Harvard Law School provided key research and case studies to the volume, which explores situations from Liberia and Sierra Leone to South Africa and El Salvador. Editors included former HLS lecturer Sharanjeet Parmar, now of the NGO Global Rights, and Mindy Roseman, director of HLS’ Human Rights Program.

Tutu offered hope that the study could produce tangible benefits. “HLS and UNICEF should be commended highly for their seminal work,” he said. “I pray that [their] splendid cooperation will blaze a new trail in dealing with post-conflict situations.”

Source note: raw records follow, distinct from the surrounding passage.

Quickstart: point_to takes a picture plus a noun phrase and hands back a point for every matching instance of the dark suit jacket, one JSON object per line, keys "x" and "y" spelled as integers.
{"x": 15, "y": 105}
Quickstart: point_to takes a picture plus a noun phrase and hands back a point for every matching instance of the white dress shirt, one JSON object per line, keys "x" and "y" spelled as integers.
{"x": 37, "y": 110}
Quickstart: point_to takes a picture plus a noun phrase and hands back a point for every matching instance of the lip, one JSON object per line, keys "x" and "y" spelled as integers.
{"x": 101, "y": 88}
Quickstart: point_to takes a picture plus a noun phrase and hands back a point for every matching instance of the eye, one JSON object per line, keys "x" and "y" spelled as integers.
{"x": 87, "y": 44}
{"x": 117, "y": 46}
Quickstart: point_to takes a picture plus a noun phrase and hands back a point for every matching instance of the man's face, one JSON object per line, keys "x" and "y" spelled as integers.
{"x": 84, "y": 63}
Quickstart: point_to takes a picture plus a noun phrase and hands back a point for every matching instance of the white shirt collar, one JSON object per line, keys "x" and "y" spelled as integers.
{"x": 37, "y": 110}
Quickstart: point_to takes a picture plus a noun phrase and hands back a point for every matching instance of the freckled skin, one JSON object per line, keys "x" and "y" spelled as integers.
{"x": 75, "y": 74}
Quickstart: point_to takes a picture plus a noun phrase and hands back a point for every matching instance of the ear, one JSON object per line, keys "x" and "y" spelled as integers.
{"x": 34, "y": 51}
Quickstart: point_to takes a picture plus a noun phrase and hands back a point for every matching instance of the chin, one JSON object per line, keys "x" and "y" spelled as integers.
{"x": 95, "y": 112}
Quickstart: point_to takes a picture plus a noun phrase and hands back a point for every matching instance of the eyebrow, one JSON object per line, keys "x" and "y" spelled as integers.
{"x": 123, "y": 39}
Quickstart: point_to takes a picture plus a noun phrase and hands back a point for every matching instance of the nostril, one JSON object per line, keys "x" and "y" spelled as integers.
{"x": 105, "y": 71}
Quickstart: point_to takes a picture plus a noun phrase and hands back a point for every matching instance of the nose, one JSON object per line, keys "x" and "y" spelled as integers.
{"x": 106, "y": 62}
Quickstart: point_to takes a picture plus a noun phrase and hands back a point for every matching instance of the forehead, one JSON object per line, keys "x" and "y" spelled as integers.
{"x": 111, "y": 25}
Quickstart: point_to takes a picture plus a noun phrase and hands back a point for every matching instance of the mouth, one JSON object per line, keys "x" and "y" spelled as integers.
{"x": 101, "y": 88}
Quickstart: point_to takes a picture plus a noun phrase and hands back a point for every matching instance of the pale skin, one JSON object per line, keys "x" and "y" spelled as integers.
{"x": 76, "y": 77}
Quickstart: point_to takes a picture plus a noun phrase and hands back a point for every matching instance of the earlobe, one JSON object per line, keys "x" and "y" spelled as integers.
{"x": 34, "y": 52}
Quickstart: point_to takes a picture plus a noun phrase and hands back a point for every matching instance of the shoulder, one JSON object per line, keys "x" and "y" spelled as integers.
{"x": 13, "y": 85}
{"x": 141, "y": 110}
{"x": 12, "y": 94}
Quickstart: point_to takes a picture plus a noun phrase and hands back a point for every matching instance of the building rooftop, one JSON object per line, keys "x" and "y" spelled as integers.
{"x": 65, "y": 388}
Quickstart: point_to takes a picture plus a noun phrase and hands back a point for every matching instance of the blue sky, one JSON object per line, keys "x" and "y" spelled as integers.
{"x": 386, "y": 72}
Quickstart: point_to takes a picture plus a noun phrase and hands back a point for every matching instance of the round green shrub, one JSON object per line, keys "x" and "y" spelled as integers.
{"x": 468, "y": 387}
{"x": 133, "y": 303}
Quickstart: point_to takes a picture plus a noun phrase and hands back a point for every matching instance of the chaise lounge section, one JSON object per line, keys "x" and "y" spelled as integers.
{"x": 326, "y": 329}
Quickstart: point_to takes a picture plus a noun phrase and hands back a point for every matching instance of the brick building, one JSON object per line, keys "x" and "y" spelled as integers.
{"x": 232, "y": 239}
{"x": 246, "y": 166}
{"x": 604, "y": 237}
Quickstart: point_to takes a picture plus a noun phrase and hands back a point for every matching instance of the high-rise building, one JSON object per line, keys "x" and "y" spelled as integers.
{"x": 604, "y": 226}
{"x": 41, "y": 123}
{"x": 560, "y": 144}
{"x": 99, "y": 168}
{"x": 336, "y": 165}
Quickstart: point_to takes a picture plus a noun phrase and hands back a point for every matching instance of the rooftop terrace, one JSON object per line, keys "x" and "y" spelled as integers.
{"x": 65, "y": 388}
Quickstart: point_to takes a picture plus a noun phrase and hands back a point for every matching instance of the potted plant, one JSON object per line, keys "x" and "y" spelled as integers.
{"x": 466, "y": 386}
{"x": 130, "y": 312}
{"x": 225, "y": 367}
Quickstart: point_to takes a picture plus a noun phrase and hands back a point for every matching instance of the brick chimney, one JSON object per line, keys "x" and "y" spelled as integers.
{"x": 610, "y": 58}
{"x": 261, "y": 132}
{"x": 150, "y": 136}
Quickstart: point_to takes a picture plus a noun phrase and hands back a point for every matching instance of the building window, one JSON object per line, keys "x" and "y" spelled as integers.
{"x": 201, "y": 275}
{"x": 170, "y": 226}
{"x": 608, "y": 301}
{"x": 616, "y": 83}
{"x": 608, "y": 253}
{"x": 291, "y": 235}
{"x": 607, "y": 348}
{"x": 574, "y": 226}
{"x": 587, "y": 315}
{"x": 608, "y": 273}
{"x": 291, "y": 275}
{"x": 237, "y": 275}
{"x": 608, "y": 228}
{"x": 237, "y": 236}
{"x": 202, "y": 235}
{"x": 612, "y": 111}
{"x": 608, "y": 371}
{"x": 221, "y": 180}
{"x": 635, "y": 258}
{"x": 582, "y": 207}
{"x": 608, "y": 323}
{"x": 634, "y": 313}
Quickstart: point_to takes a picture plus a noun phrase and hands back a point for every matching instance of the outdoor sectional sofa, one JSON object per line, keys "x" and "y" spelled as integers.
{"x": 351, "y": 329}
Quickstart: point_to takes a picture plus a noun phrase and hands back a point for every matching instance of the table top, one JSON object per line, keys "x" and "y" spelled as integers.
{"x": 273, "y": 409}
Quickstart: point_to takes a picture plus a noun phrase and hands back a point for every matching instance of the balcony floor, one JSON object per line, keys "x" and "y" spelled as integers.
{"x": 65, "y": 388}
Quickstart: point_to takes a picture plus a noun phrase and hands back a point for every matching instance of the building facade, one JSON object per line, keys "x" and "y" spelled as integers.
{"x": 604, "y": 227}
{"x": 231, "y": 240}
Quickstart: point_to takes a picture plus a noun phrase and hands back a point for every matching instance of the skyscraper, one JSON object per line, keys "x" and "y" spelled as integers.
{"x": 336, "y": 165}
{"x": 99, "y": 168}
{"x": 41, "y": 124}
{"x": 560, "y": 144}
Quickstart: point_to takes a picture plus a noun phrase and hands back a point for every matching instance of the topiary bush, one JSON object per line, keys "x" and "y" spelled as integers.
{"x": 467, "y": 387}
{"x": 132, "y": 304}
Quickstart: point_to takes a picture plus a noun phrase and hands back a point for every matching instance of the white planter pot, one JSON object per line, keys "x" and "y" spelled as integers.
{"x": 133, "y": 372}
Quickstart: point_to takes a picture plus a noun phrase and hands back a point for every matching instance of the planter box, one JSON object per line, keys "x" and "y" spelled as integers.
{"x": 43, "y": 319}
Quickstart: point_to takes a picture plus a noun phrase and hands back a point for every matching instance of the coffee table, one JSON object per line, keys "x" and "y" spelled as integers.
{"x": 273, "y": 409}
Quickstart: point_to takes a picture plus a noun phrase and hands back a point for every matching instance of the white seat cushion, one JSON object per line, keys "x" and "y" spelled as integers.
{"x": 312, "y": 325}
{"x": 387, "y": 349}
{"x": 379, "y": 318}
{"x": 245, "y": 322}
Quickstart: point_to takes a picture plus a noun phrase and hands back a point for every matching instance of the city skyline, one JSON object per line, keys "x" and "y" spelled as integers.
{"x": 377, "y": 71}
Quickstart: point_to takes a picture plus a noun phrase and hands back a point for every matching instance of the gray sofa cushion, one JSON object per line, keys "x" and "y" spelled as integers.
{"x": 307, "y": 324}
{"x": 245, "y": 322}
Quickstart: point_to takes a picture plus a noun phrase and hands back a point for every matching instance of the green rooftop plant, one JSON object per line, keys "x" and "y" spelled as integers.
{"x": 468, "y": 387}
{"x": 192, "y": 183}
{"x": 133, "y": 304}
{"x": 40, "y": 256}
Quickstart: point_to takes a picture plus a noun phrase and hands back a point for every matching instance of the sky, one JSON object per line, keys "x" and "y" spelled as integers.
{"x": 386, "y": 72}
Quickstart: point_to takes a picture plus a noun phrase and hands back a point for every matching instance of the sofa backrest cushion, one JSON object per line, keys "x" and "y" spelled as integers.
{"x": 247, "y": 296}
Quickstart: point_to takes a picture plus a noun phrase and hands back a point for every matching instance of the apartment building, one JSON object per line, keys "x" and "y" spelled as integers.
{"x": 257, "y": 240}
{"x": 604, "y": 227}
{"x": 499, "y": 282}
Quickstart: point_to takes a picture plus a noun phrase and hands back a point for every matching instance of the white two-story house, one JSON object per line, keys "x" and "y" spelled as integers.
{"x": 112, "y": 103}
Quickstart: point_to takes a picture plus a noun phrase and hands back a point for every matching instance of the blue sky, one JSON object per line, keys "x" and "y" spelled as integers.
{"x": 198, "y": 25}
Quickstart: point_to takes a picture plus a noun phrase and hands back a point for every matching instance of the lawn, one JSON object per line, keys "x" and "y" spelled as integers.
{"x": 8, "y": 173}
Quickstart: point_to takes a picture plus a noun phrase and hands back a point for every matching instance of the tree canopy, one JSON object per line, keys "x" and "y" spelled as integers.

Ann Veneman, Executive Director of UNICEF and former U.S. Secretary of Agriculture, appeared via videoconference alongside Tutu, and took the opportunity to highlight her organization’s initiatives. “The report being launched today depicts the progress that’s been made over the last decade in establishing a framework for international justice for children,” she said, acknowledging that serious difficulties remain. “There are so many children living in areas in conflict who continue to be abducted [and] mained,” she continued, phenomena that she had recently witnessed in the northern part of the Democratic Republic of the Congo, where children have been terrorized by the Ugandan Lord’s Resistance Army. Still, she offered hope that children could play integral roles in bringing perpetrators of crimes to justice, pointing out that in Sierra Leone, children walked 17 miles to testify at a war crimes tribunal when their other transportation options were compromised.

Following remarks by Tutu and Veneman, Harvard Law School Dean Martha Minow lead a panel discussion that explored the tensions which have emerged from attempts to integrate children into the processes of attaining justice and achieving reconciliation in post-conflict societies. Asked whether truth telling or social rehabilitation was a greater priority in such contexts, Tutu demurred, saying both were important. But the difficulty of reintegrating children into communities rife with distrust soon emerged as a significant problem, as was the complexity of post-conflict situations, in which children may have been victims of war crimes, their perpetrators – or both.

Several experts said the new research demonstrated the need for greater empirical evidence for some of the claims being made. Jens Meierhenrich, a Harvard Government professor, said that the book emphasized description over data, and that some of the methods it advocated could lead to unintended consequences, such as child participants in transitional justice processes being marked off as targets. But Theo Sowa, who collaborated on the publication, said that while such targeting was inevitable regardless of children’s involvement in transitional justice, ignoring them would make the problem worse.

All the participants agreed that more funding for and political will was necessary for the international community to tackle children’s problems. “Transitional justice tools have paid very little attention to children’s experiences,” Minow said, but it seemed clear that the new report might help to change that.